Drug Resistance Policy and Drug Development Policy

  • Researchers from Los Angeles Biomedical Research Institute recently found that the increase in antibiotic resistance among hospital-acquired infections is higher than previously estimated. The study’s authors also believe that the FDA’s promise to reboot the regulations for antibiotic development, while laudable, will fall short.

Drug Development

  • FDA have given Tetraphase Pharmaceutical’s drug Eravacycline special designation as a “Qualified Infectious Disease Product” for expedited review and, if approved, 5 additional years of protection from generic competition.

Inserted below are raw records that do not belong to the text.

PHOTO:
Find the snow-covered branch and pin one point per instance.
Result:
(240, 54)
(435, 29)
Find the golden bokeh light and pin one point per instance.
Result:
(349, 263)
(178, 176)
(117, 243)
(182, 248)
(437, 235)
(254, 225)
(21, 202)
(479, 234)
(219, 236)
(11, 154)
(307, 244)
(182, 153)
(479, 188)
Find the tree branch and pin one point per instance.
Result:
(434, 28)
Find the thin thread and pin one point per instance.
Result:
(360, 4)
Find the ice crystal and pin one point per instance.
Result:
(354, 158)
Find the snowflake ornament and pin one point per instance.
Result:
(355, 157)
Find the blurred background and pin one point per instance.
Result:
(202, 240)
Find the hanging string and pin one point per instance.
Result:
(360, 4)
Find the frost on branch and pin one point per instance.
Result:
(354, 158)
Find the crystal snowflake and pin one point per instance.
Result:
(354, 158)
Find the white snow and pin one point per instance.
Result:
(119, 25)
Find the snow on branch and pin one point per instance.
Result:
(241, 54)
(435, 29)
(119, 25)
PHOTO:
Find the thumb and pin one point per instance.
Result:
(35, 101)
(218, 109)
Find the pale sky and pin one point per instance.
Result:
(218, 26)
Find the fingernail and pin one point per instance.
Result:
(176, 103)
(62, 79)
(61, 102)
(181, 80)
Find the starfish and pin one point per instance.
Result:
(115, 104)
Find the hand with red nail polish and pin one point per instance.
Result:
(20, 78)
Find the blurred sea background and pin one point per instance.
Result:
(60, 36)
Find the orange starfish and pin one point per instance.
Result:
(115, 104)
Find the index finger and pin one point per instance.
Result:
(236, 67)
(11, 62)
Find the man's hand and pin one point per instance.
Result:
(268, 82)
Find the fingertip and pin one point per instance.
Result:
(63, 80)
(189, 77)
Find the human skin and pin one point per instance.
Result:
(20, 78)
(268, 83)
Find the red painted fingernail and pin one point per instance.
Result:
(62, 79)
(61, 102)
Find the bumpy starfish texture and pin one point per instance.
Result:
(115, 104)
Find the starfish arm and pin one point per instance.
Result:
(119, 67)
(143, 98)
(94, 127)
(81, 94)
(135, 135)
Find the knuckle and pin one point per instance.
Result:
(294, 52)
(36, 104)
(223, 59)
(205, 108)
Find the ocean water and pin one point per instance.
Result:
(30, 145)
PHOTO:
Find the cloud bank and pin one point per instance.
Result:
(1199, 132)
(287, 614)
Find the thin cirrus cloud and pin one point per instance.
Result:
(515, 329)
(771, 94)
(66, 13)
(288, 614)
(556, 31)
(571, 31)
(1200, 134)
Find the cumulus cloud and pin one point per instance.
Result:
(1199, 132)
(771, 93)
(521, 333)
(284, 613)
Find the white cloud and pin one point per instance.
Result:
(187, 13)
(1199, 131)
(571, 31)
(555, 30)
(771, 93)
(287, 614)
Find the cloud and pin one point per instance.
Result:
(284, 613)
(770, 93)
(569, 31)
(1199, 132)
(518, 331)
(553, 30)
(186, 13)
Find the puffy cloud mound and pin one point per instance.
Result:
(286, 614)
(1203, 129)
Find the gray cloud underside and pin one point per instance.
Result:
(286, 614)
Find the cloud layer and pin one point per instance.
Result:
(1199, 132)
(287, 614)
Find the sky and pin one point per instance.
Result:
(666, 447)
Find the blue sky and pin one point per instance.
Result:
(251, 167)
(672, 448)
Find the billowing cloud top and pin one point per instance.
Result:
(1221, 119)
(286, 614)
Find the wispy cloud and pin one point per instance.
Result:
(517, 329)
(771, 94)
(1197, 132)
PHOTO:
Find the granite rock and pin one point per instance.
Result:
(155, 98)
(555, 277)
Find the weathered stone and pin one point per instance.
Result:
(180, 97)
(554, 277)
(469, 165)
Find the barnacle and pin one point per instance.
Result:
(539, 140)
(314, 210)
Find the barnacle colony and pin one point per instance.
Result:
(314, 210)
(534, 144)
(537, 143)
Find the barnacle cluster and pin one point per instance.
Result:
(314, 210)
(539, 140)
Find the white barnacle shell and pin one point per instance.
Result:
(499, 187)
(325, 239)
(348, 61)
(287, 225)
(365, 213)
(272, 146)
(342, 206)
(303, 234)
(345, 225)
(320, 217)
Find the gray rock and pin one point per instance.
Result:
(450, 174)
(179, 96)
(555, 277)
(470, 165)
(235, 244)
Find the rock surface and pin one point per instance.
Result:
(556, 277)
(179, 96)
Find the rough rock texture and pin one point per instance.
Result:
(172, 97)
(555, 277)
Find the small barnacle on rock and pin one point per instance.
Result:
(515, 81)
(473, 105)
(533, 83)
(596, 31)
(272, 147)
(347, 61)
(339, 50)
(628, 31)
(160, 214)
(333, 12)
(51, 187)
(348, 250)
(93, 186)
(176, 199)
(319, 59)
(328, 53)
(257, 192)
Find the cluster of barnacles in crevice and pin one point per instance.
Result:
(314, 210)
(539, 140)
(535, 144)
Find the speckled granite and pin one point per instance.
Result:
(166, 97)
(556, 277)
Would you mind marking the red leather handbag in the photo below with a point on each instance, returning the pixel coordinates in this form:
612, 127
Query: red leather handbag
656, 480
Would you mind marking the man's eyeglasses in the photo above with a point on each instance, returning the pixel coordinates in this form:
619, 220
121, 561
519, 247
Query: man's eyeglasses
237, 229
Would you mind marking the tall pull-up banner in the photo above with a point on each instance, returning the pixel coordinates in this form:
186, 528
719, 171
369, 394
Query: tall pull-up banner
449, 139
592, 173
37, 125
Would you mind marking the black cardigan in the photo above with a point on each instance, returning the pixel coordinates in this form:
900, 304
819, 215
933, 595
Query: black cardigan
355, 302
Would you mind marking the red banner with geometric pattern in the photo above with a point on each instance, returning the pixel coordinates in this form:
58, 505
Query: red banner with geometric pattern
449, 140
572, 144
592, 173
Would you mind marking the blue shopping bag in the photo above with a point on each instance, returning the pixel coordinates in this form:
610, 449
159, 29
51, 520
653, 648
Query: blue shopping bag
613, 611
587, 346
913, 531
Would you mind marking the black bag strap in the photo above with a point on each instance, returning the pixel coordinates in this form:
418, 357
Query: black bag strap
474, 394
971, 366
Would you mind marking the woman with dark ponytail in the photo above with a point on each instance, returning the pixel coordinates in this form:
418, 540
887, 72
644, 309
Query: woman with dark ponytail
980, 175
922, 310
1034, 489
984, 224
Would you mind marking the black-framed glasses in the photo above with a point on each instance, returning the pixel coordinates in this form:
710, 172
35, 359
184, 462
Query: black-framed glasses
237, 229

The drug will be used for treating multidrug resistant infections such as E. coli, MRSA and C. difficile.
  • The U.S. Food and Drug Administration has allowed marketing of the Xpert MTB/RIF Assay, the first FDA-reviewed test that can simultaneously detect bacteria that cause tuberculosis and determine if the bacteria contain markets making they resistant to rifampin.
  • Phylogica has formed collaboration with Cubist Pharmaceuticals to evaluate its antimicrobial phylomers in models of drug resistant bacterial infections. In its own assays, Phlogica says these antimicrobials have shown activity against multi-resistant isolated of Gram-negative, a major cause of death from hospital-acquired infections of burn wounds.
  • Anthracimycin, a chemical compound derived from Streptomyces bacteria, is a new antibiotic effective against anthrax, and MRSA was discovered off the coast of Santa Barbara California. The compound is a naturally occurring compound, a rare find. Researchers from the Scripps Institution of Oceanography at UC San Diego isolated the compound.